Hace exactamente un año, el expresidente Martín Vizcarra anunció la implementación de un estado de emergencia y cuarentena nacional de dos semanas –que finalmente duró más de 100 días– por la propagación del nuevo coronavirus, cuya presencia se había confirmado en el Perú el 6 de marzo. Desde entonces, la pandemia ha supuesto un desafío sin precedentes, y sus estragos perduran hasta hoy.
Afortunadamente, la capacidad del Estado Peruano de controlar y poner fin a la transmisión de este virus se ha incrementado en estas últimas semanas debido al arribo de las esperadas vacunas. Pero lo cierto es que, para un país con características como el nuestro, reaccionar ante un patógeno mortal siempre iba a ser una tarea hercúlea. Durante el último año, hemos sido testigos de aciertos y errores que debemos reconocer para identificar las deficiencias que aún tenemos entrando a este segundo año de pandemia.
Primero, es innegable que el confinamiento inicial fue necesario para controlar el contagio y salvar miles de vidas. No obstante, el altísimo nivel de informalidad en el empleo –que ya era un problema conocido– significó que muchos ciudadanos tuvieran que elegir entre la enfermedad o el hambre, lo que dificultó la ralentización de la propagación del virus y saturó el sistema de salud. El golpe también fue material: solo entre abril y junio, había 6,7 millones de personas sin trabajo y al final del 2020 la economía se contrajo en 11,1%. Principalmente, porque el Estado optó por el cierre radical de industrias en el ámbito nacional, en vez de evaluar el grado de riesgo de cada región para que las empresas en aquellas con bajos niveles de contagio pudieran operar.
Igualmente, nuestro frágil servicio de salud evidenció todas sus carencias. A inicios del 2020, el Perú era uno de los países de América Latina con el menor número de camas UCI por cada 100 mil habitantes y sigue teniendo una gran falta de materiales y especialistas. La escasez de recursos y personal agravó la tasa de mortalidad por COVID-19, que llegó a ser la más alta del mundo por 100 mil habitantes por varios meses.
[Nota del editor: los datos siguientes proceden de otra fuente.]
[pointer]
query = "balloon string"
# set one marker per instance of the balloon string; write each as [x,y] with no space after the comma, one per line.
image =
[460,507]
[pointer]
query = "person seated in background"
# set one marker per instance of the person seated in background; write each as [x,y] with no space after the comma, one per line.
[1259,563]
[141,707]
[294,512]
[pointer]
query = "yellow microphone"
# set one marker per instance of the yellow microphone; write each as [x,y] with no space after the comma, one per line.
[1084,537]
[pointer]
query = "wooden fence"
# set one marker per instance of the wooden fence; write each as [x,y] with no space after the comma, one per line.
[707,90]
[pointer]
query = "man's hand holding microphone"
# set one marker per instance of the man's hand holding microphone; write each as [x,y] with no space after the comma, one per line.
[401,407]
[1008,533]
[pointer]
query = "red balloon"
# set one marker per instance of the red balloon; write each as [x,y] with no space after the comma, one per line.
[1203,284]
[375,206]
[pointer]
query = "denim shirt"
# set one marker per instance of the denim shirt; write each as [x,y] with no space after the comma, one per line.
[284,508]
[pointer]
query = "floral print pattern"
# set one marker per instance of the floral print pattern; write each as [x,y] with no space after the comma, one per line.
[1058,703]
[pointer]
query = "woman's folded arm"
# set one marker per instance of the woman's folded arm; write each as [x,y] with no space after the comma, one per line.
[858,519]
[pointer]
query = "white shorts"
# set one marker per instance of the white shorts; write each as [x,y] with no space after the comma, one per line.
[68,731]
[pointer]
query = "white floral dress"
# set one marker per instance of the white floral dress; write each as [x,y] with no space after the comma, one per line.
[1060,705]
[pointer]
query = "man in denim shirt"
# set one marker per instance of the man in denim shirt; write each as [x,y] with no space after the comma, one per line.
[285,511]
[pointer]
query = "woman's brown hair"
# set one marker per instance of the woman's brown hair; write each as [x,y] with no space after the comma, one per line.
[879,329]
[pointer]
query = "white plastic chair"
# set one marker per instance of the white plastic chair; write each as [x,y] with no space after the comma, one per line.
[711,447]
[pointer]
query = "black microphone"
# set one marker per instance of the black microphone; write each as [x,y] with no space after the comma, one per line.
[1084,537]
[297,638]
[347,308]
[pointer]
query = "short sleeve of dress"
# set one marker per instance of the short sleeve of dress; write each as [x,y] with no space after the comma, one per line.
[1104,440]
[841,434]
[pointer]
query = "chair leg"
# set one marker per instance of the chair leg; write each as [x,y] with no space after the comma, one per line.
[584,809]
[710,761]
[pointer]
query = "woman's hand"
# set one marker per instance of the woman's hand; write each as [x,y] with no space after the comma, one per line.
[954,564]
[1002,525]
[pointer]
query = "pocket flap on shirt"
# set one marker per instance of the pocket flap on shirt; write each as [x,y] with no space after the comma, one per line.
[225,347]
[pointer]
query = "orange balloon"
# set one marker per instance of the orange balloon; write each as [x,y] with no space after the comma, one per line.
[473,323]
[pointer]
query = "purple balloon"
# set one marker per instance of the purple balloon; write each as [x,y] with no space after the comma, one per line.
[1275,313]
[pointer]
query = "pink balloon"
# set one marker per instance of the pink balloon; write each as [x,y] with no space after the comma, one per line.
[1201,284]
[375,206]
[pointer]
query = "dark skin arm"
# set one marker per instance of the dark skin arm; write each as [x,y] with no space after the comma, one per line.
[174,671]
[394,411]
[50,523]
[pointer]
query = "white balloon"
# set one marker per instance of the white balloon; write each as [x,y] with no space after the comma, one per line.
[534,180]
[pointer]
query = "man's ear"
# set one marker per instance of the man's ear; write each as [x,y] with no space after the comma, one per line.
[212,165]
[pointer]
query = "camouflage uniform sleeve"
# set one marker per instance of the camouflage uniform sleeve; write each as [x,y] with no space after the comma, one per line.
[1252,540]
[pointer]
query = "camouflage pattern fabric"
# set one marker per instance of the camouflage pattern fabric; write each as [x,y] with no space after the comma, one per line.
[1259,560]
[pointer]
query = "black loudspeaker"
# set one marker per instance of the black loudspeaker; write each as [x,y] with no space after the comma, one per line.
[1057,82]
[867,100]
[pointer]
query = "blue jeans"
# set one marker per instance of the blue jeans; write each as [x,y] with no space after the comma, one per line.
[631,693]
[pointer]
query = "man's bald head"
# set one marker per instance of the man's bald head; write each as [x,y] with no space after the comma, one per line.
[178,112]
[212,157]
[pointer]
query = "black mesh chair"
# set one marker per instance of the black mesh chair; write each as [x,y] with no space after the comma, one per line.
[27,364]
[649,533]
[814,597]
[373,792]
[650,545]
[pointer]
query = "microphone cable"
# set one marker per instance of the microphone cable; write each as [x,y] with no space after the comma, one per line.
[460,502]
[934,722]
Se ha intentado revertir en el corto plazo estas deficiencias, pero sigue siendo urgente planificar propuestas a largo plazo para mejorar la atención médica.
En paralelo, la crisis fue agudizada por la mezquindad de nuestros representantes, muchos de los cuales se dedicaron a buscar aplausos a través de medidas populistas o a las pugnas políticas por intereses propios. El Congreso, como se sabe, ha aprobado proyectos de ley que, más que ayudar, generarían más daño a nuestra estabilidad macroeconómica, como el tope a las tasas de interés, la “devolución” de los aportes a la ONP, y la reposición de más de 14.000 docentes a la carrera pública magisterial. Por otro lado, nuestra débil institucionalidad política llegó a sus límites tras la vacancia de Martín Vizcarra y el breve gobierno de Manuel Merino, lo cual demostró que nuestros líderes no priorizaban el bienestar de la población al desestabilizar política y socialmente al país. Luego, el descubrimiento en febrero de la vacunación irregular de más de 400 funcionarios con un lote de vacunas de Sinopharm supuso un golpe muy duro a la moral nacional, al sentirse la revelación como una confirmación de que nuestra clase política pone sus intereses por encima de la necesidad pública.
Y como si fuera poco, las noticias falsas con respecto a la eficacia de algunas vacunas plagaron las redes sociales y ciertos programas periodísticos, perjudicando los esfuerzos de la campaña de vacunación.
Llegamos, así, al final del primer año de esta pandemia: afectados no solo por aquellos que hemos perdido, sino también por las carencias que todavía cargamos y que, de no ser paliadas, amenazan nuestra continuidad republicana. Es tarea pendiente del futuro gobierno asegurar que en este segundo año no cometamos los mismos errores y, sobre todo, que comencemos por fin a fortalecer las bases que nos sostienen como país.